Description of problem: This is a request to replace the 'dd' version of VDSM with that of the sg3-utils version Version-Release number of selected component (if applicable): vdsm-4.16.8.1-5.el6ev.x86_64 sg3_utils-1.28-6.el6.x86_64 How reproducible: 100% Steps to Reproduce: 1. created a 200GB pre-allocated disk in the same storage domain 2. did a mock up export from the san (source qcow2 thin disk) / to the san ( dest pre-alloc/raw disk) using qemu-img: [root@localhost]# export TIMEFORMAT="%3R" [root@localhost]# time /usr/bin/qemu-img convert -t none -f qcow2 d4ebc4c0-0092-4f60-8979-2d6c241cc7ef -O qcow2 f22756f4-129a-434c-84a2-8a5f0aa1e10c 966.510 <-- Time elapsed from execution 3. repeated the same test using dd (1mb buffer size, direct io read+fullblock, direct io write) [root@localhost]# time dd if=d4ebc4c0-0092-4f60-8979-2d6c241cc7ef iflag=direct,fullblock of=f22756f4-129a-434c-84a2-8a5f0aa1e10c oflag=direct bs=1M 165888+0 records in 165888+0 records out 173946175488 bytes (174 GB) copied, 824.455 s, 211 MB/s 4. repeated the same test using dd and block sized aligned to the PE size of the volume (32MB) [root@localhost]# dd if=d4ebc4c0-0092-4f60-8979-2d6c241cc7ef iflag=direct,fullblock of=f22756f4-129a-434c-84a2-8a5f0aa1e10c oflag=direct bs=32M 5184+0 records in 5184+0 records out 173946175488 bytes (174 GB) copied, 587.914 s, 296 MB/s 5. repeated the same test using sgp_dd, 12 threads and direct IO (32mb blocks) [root@localhost 809c8fb5-400e-4648-bc86-1e4b6dd76bda]# sgp_dd time=1 thr=12 if=d4ebc4c0-0092-4f60-8979-2d6c241cc7ef iflag=direct of=f22756f4-129a-434c-84a2-8a5f0aa1e10c oflag=direct bpt=65535 Assume default 'bs' (block size) of 512 bytes time to transfer data was 568.471145 secs, 305.99 MB/sec 339738624+0 records in 339738624+0 records out In Summary: qemu-img -t none : 16.1 minutes dd 1mb block (O_DIRECT) : 13.73 minutes dd 32mb block (O_DIRECT) : 9.78 minutes sgp_dd 32mb block (O_DIRECT / 12thread) : 9.46 minutes
(In reply to Simon Sekidde from comment #0) > 4. repeated the same test using dd and block sized aligned to the PE size of > the volume (32MB) > > [root@localhost]# dd if=d4ebc4c0-0092-4f60-8979-2d6c241cc7ef > iflag=direct,fullblock of=f22756f4-129a-434c-84a2-8a5f0aa1e10c oflag=direct > bs=32M > 5184+0 records in > 5184+0 records out > 173946175488 bytes (174 GB) copied, 587.914 s, 296 MB/s > > 5. repeated the same test using sgp_dd, 12 threads and direct IO (32mb > blocks) > > [root@localhost 809c8fb5-400e-4648-bc86-1e4b6dd76bda]# sgp_dd time=1 thr=12 > if=d4ebc4c0-0092-4f60-8979-2d6c241cc7ef iflag=direct > of=f22756f4-129a-434c-84a2-8a5f0aa1e10c oflag=direct bpt=65535 > Assume default 'bs' (block size) of 512 bytes > time to transfer data was 568.471145 secs, 305.99 MB/sec > 339738624+0 records in > 339738624+0 records out According to this, there is no significant difference between sg_dd and dd.
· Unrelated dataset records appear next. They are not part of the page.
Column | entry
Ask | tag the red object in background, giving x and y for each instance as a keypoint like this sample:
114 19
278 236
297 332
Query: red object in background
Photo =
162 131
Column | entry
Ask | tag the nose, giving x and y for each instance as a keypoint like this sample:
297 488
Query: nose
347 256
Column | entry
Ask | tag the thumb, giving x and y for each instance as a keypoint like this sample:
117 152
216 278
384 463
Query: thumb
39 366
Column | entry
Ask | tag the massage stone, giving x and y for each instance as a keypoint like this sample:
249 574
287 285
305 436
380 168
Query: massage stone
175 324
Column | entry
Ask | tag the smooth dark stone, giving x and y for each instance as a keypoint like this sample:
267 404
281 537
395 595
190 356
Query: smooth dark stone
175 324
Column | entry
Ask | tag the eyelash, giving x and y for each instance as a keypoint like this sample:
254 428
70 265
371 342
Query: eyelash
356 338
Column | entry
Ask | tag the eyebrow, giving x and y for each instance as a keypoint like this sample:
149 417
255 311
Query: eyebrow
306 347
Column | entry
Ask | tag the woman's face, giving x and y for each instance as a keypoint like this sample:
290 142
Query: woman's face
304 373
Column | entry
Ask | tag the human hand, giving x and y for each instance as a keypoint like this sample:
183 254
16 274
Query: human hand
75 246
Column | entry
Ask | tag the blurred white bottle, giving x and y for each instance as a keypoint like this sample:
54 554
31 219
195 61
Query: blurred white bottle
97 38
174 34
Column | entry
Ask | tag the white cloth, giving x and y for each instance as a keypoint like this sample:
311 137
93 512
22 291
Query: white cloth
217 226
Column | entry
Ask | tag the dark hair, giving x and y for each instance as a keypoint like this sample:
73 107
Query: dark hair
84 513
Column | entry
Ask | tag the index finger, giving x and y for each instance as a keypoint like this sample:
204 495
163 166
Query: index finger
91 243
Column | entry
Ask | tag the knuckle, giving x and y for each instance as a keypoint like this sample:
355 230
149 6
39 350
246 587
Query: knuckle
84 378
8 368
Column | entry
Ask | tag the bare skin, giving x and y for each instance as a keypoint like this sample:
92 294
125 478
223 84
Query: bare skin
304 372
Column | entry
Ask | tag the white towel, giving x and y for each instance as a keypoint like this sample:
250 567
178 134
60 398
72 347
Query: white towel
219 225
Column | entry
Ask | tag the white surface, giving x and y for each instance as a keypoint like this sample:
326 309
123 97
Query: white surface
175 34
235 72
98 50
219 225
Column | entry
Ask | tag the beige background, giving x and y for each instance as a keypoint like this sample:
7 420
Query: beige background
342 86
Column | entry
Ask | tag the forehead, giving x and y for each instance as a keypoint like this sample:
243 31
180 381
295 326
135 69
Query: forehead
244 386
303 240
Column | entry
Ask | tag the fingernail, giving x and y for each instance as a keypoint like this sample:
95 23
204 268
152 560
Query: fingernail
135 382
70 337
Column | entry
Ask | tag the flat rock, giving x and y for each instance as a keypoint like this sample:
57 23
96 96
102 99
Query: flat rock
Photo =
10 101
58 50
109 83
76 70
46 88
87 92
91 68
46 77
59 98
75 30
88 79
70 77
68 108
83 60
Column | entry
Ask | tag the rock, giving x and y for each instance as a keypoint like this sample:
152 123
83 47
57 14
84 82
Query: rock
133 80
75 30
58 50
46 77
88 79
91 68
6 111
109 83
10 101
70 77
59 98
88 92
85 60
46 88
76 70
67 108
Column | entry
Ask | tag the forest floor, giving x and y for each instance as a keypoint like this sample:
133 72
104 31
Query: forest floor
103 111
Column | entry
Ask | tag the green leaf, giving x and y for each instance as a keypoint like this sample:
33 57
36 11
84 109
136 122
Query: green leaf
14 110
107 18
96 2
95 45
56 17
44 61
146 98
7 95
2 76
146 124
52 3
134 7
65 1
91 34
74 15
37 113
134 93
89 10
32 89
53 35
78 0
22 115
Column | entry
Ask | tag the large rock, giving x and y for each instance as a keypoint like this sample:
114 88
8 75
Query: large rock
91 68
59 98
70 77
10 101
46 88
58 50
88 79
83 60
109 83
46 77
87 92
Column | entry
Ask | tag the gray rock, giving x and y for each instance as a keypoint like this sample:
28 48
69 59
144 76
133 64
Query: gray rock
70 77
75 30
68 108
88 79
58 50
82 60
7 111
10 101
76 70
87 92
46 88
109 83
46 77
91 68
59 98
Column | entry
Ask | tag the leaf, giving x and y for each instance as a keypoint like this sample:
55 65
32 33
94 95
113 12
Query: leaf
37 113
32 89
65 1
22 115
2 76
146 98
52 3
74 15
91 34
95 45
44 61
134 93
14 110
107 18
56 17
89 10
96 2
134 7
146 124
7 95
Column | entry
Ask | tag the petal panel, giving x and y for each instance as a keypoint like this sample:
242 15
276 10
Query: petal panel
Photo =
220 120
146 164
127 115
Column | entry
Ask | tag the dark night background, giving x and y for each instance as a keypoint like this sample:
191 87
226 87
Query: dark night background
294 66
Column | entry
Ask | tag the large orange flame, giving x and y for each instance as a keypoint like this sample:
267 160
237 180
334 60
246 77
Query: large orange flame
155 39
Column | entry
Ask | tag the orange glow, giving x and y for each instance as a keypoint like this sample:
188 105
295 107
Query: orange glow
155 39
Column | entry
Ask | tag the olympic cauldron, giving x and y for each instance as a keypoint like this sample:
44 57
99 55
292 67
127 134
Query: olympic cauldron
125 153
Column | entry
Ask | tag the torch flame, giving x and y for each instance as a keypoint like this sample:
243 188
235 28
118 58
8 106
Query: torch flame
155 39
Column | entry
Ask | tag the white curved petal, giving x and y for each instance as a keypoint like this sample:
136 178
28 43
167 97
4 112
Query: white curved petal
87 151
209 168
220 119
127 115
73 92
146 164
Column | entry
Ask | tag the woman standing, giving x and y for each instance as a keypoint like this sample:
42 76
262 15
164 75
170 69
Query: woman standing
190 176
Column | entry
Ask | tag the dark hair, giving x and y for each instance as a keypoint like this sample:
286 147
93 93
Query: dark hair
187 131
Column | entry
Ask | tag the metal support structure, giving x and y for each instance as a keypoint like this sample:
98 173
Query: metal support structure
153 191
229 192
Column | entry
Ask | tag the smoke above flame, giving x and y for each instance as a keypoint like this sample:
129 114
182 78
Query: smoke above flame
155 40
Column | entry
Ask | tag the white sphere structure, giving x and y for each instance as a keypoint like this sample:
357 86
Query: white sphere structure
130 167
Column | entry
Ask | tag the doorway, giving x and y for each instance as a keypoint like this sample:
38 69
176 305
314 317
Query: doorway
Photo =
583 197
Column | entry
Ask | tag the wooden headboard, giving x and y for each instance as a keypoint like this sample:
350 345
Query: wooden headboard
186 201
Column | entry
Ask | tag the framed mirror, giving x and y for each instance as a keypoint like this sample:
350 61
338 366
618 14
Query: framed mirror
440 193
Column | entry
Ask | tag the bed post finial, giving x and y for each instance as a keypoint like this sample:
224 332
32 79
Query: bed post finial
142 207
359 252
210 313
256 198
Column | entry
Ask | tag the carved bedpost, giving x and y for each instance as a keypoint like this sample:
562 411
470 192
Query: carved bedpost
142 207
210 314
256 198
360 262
Nobody will ever tell the difference between 587 and 568 seconds. What is the difference between sg_dd and dd when copying multiple disks in the same time?
- While I assume sgp_dd could be faster than 'dd', we need to account for the CPU usage as well - I don't see this above. - For the usual case of 'clone' VM, I prefer we invest in XCOPY support (via ddpt?)